Protections remain unclear for transgender employees
Q&A with Jake Crawfordpublished in The Oklahoman | January 16, 2019
While the Americans with Disabilities Act requires covered employers to provide reasonable accommodations to employees with physical and mental disabilities, the law remains unclear as to where transgender workers are entitled to its protections.

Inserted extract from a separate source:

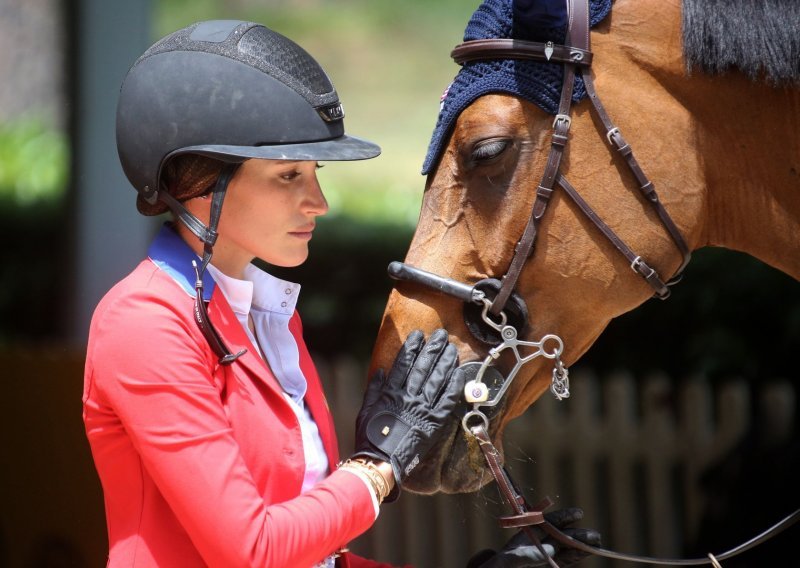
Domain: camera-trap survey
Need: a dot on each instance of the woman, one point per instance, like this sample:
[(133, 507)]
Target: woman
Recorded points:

In a Business Q&A with The Oklahoman, labor and employment attorney Jake Crawford explained why the issue remains unsettled and provided practical advise to employers who are asked by a transgender employee to provide a reasonable accommodation.
Crawford explained that while the ADA expressly excludes “gender identity disorders not resulting from physical impairments” from its definition of a disability, the American Psychiatric Association does recognize “gender dysphoria” as a diagnosis to describe a person suffering from significant distress or impairment in social, occupational, or other important areas of functioning due to their gender identity. As a result, it’s not clear whether the ADA covers conditions related to one’s transgender status. There’s also no consensus among the courts.
“A person diagnosed with gender dysphoria also may be diagnosed with anxiety, depression and other conditions that are undoubtedly covered by the ADA,” said Crawford. “An employer only can discover the true nature of the physical impairment, and thus determine if it is a disability for which a reasonable accommodation is needed, by engaging in the interactive process.”